Черная царица с осанкой статуи в профиль сидит на троне, похожая на египетскую фараоншу. Лицо и тело черные, фон образуют большие цветные поверхности. Ее царский скипетр, скорее, похожий на волшебную палочку, поднят в игривом движении перед задним планом картины, который кажется одновременно открытым и замкнутым. Что она вызывает колдовством? Кого она хочет выманить?

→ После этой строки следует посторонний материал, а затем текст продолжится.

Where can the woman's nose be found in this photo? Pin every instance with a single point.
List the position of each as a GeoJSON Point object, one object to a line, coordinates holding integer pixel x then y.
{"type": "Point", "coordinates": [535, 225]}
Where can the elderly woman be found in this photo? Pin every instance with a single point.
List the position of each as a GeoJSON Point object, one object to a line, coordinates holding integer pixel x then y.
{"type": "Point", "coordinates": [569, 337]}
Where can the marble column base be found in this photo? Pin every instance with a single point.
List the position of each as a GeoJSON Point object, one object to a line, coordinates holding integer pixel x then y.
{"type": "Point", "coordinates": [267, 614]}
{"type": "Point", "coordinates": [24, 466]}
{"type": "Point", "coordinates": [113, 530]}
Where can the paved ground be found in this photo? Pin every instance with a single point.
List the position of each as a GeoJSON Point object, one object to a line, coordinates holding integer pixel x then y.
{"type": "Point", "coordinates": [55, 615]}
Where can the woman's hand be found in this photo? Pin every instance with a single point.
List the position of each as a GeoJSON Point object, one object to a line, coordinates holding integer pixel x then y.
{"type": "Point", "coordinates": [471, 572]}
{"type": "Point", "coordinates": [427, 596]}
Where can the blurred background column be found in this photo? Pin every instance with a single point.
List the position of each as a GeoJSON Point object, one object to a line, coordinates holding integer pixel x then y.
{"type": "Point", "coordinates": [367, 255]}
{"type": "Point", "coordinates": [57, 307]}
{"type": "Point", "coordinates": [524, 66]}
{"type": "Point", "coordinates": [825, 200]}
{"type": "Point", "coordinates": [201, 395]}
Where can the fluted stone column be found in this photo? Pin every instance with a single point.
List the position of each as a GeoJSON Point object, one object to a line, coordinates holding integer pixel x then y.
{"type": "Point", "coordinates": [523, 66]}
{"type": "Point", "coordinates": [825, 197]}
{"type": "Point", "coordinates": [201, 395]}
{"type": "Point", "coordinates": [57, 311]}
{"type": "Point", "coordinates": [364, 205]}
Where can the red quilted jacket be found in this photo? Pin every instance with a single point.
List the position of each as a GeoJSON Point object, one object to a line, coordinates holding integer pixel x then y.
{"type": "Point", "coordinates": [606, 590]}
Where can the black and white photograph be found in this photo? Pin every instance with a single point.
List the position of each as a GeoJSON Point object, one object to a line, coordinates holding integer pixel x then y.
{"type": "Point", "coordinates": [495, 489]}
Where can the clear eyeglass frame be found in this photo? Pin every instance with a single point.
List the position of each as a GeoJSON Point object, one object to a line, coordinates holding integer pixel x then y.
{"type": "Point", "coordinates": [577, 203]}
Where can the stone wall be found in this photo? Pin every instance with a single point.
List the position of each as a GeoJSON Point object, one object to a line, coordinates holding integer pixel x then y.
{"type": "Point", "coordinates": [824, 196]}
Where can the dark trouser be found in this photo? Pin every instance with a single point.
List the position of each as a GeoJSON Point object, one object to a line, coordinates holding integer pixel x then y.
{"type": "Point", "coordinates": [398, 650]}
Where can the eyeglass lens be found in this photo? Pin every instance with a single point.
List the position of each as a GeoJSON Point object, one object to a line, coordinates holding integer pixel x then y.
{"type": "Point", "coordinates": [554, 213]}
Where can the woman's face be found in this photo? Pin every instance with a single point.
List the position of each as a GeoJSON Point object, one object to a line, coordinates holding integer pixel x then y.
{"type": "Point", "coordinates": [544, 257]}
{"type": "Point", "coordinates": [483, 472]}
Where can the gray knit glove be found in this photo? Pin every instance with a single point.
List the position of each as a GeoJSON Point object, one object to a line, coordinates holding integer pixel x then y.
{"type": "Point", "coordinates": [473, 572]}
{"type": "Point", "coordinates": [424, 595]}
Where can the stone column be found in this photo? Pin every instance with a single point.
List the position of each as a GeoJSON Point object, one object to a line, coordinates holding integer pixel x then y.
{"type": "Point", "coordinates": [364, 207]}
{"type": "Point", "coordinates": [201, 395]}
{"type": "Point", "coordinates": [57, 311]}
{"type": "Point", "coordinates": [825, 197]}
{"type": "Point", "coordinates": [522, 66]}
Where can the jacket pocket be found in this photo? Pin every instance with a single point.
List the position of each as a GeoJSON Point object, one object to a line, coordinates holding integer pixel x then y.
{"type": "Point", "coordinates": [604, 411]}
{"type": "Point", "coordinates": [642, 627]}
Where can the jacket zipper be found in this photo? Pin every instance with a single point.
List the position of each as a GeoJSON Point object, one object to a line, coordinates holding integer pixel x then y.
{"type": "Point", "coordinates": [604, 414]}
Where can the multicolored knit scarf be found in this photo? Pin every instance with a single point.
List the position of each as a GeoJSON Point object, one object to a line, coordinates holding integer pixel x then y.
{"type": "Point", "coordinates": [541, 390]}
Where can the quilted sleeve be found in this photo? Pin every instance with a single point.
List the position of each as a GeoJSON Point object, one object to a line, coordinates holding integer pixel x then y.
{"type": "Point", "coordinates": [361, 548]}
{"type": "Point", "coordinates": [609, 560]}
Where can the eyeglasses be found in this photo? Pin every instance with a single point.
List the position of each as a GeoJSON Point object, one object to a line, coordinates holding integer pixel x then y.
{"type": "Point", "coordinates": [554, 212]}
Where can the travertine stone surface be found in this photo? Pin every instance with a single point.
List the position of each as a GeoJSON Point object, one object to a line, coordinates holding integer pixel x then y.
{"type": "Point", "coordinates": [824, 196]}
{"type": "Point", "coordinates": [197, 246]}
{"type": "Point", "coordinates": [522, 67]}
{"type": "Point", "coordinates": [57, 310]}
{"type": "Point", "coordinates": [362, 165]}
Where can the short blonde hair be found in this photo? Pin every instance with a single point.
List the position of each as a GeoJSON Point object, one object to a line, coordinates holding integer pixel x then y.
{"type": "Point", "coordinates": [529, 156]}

Игривая веселость волшебного символа власти контрастирует с монументальной телесностью царицы в той же степени, что и живописно-богемная шляпка, яркое одеяние и накинутый на плечи шарф. Узор юбки состоит из мексиканских орнаментов и западноафриканских мотивов. За ней в полупрофиль сидит служанка, но в отличие от четкой материальности и радостной живописности царицы, контуры ее тела расплывчаты. Орнаменты теряют четкость в неопределенных, бесформенных, неразборчивых знаках, нанесенных детским почерком. Только рука крепко держится за царицу. Странное напряжение пронизывает картину: величественно восседающая на троне царица, одетая в жизнерадостные тона, весело играющая своим царским скипетром, и ее служанка, нерешительная и беспомощная. Грандиозная картина, в которой непревзойденно выражается прошлое и будущее чернокожих, их самосознание и неуверенность, их притязания на власть и игровое осуществление власти, противоречивый шифр становления их самосознания.

Ромаре Бирден многозначительно назвал свою картину «Sheba», игра слов, в которой связано английское «она» и древнееврейское «приходить». Как когда-то царица Савская пришла к Соломону, так и сегодня она вошла в историю освободительного движения чернокожих. Или только еще придет? Или из ее тысячелетней истории, из бесконечного чередования иконизации и демонизации возникнет новая история?

Царица Савская. Иллюстрация к роману Г. Флобера «Искушение святого Антония» Литография Одилона Редона. 1888 г.